You could also get the last commit using

git rev-list HEAD -1 -- path/to/folder

without piping to head. However, you cannot get the first commit using Git's built-in commit-limiting options, because e.g.

git rev-list HEAD --reverse -1 -- path/to/folder

applies the -1 limiter first, returning only the last commit, before applying --reverse.

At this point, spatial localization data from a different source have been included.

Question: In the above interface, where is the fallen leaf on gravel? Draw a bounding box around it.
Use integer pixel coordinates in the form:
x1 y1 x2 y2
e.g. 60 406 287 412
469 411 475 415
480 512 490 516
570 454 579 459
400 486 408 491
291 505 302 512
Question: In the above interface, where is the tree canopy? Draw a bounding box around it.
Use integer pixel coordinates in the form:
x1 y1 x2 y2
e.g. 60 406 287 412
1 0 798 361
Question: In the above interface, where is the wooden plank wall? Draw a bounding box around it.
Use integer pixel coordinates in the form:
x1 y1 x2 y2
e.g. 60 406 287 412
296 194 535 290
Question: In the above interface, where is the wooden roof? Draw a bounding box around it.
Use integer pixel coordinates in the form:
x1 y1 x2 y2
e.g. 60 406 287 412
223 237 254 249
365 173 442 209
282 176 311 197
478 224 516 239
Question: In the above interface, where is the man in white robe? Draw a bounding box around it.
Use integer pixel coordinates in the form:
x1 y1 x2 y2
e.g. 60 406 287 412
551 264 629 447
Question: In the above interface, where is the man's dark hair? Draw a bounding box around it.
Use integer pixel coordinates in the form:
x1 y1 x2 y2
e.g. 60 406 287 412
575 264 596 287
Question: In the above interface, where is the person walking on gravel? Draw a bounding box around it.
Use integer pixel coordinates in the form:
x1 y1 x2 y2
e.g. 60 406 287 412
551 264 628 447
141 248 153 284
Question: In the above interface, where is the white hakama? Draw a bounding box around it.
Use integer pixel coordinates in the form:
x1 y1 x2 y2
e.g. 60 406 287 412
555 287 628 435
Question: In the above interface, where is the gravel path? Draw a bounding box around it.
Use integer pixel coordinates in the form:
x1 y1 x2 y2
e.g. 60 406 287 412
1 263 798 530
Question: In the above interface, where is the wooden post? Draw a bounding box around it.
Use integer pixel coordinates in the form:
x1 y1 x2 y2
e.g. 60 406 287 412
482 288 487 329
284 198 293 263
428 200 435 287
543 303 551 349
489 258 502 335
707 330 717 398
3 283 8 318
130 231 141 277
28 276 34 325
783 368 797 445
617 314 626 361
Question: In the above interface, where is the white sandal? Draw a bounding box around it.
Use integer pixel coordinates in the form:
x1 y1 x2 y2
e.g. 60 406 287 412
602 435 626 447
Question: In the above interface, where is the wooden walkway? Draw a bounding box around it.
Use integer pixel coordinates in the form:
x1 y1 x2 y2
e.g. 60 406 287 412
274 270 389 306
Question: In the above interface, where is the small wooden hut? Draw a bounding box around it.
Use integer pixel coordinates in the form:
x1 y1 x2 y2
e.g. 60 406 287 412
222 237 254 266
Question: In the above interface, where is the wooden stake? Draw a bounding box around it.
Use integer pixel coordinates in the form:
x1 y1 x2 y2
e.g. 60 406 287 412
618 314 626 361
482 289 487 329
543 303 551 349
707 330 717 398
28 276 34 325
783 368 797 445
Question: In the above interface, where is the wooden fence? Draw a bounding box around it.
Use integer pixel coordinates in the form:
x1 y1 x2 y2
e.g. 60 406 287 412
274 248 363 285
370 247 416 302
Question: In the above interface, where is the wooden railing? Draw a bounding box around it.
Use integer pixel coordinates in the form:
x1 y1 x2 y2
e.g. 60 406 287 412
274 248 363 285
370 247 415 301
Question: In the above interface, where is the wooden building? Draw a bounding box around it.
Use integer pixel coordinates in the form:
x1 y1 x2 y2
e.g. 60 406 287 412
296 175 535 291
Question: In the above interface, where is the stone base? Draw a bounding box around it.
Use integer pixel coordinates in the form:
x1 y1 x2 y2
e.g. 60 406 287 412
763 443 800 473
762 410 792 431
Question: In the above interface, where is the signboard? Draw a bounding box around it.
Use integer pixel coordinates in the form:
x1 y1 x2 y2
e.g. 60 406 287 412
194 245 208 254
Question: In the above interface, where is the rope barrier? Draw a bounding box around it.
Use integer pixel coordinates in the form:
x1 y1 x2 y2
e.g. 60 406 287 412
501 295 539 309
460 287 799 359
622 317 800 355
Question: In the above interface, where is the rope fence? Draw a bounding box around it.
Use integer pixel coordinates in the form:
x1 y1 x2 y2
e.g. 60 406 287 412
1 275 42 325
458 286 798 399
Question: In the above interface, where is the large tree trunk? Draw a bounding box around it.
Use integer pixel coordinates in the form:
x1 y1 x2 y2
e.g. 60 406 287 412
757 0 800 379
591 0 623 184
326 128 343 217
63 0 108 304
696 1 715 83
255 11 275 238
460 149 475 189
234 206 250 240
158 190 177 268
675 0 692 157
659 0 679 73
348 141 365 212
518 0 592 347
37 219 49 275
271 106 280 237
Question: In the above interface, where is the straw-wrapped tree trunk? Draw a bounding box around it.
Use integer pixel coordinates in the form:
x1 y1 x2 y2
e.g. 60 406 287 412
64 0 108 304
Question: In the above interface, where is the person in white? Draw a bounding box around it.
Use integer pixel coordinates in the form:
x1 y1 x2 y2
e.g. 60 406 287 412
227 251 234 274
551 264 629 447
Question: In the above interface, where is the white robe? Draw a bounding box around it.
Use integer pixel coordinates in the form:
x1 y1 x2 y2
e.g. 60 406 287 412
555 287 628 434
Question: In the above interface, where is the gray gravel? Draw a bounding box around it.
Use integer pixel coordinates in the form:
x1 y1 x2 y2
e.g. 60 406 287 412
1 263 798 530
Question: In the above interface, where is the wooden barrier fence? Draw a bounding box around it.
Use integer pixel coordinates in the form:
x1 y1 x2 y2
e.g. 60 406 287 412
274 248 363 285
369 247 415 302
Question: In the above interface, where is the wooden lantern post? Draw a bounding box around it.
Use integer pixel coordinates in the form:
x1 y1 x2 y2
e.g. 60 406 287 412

Finally, it's worth noting that Git doesn't truly track directories, only files. If you create a folder with no files in it, it's not possible to commit that folder, and if you delete all the files within a folder, then as far as Git is concerned that folder doesn't exist anymore. The upshot is: these commands will get you the first and last commits that touch any file within the directory (and its subdirectories) as opposed to the directory itself. This distinction may or may not be important for your scenario.

Daniel Smith
  • 438
  • 4
  • 7
0

I solved my issue with subprocess in the end

import subprocess
import os

dir_path = os.path.normpath('C:/folder_path')
for f in os.listdir(dir_path):
    subpath = os.path.join(dir_path, f)
    subprocess_args = ['git', 'log', "--pretty=format:{'author': '%aN', 'date': '%as', 'email': '%ce'}", subpath]
    commits = subprocess.check_output(subprocess_args).decode().split('\n')
    print(f'{f} -- first: {commits[-1]}, last: {commits[0]}')
oskros
  • 3,101
  • 2
  • 9
  • 28